而對於孫覿所作莫儔墓誌中同情投降派、誣衊抗戰派的論調則斥為「欺天」「諛墓」,善惡混淆。
這些都表明了他的正義感和明辨是非的批判態度。
因為出生皇室,所以作者熟於兩宋典章制度及遺聞軼事,故所記述,如數家珍,翔實可信。徵引他人著作,往往以類相從,羅列眾說,而有所抉擇。
《四庫提要》稱此書「惟論詩多涉迂謬,於吟詠之事茫然未解;至於考證經史,辨析典故,則精核者十之六七」。

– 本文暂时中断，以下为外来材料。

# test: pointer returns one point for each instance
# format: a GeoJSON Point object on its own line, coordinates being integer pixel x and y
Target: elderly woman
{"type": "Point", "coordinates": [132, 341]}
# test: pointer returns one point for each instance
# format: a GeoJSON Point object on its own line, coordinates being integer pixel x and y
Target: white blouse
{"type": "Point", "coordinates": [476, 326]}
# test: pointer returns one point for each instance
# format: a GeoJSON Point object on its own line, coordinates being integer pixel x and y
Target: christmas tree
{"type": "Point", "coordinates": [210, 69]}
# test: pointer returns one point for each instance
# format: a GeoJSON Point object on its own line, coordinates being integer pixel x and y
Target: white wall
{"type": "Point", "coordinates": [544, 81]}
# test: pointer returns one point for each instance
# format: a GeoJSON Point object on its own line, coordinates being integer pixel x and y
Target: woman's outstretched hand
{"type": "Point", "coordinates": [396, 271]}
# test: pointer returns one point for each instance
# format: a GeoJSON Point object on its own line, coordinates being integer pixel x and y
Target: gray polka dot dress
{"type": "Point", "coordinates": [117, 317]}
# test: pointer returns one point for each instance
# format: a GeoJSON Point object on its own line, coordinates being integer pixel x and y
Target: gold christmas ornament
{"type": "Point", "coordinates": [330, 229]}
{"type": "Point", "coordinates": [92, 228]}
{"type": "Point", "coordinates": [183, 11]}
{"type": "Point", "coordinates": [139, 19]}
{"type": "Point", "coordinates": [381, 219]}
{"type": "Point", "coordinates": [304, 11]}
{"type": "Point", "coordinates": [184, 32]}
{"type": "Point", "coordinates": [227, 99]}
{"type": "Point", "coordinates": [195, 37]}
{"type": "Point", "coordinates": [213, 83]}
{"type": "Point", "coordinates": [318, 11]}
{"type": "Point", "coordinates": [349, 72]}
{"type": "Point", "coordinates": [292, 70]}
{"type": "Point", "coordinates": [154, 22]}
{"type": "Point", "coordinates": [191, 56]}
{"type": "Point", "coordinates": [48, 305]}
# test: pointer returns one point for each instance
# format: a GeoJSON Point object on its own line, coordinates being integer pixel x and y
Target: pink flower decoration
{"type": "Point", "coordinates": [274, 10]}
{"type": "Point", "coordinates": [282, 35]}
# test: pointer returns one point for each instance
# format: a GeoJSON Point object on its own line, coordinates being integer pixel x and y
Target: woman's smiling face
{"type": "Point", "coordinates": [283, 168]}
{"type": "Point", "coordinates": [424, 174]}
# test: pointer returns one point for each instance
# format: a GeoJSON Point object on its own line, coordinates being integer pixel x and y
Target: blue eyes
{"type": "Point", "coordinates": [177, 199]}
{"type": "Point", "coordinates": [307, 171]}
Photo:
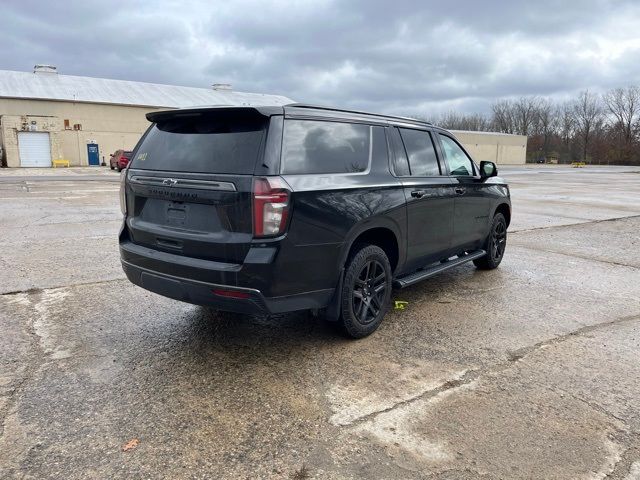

書里「參會眾說,芟繁撮要」,為很多學案提供了詳實的證據,甚至自己就將之定明。
比如考訂《蘭亭》流傳本末;
歷舉周宣王失德,以證其不足當「中興賢君」;
詳考古代漏刻之數,以駁正董彥遠、朱熹注韓詩「百二十刻須臾間」之非;
根據算術,訂《夢溪筆談》刻本所注數字之訛;
據《靖州圖經》以證杜詩之「白小」即「魚菜」;
據宣州土宜,以正任注山谷詩「春網薦琴高」之疏;
據《漢書·揚雄傳》以辨《容齋三筆》「(劉)歆嘗從揚子云學作奇字」之誤。
他如對「陽秋」「木稼」「分疏」「科頭」「親家」「小妻」「不耐煩」「無萬數」,以及「得隴望蜀」「洗腳上船」等詞語的考證,都是原原本本,殫見洽聞。
其中最重要的學案,是辨正《戰國策》鮑注東西二周之舛謬,尤為精核。清代何焯云:「《錄》中此條為最善,出草廬吳氏之先也。」肯定了他是最早發現並解決了該問題的人。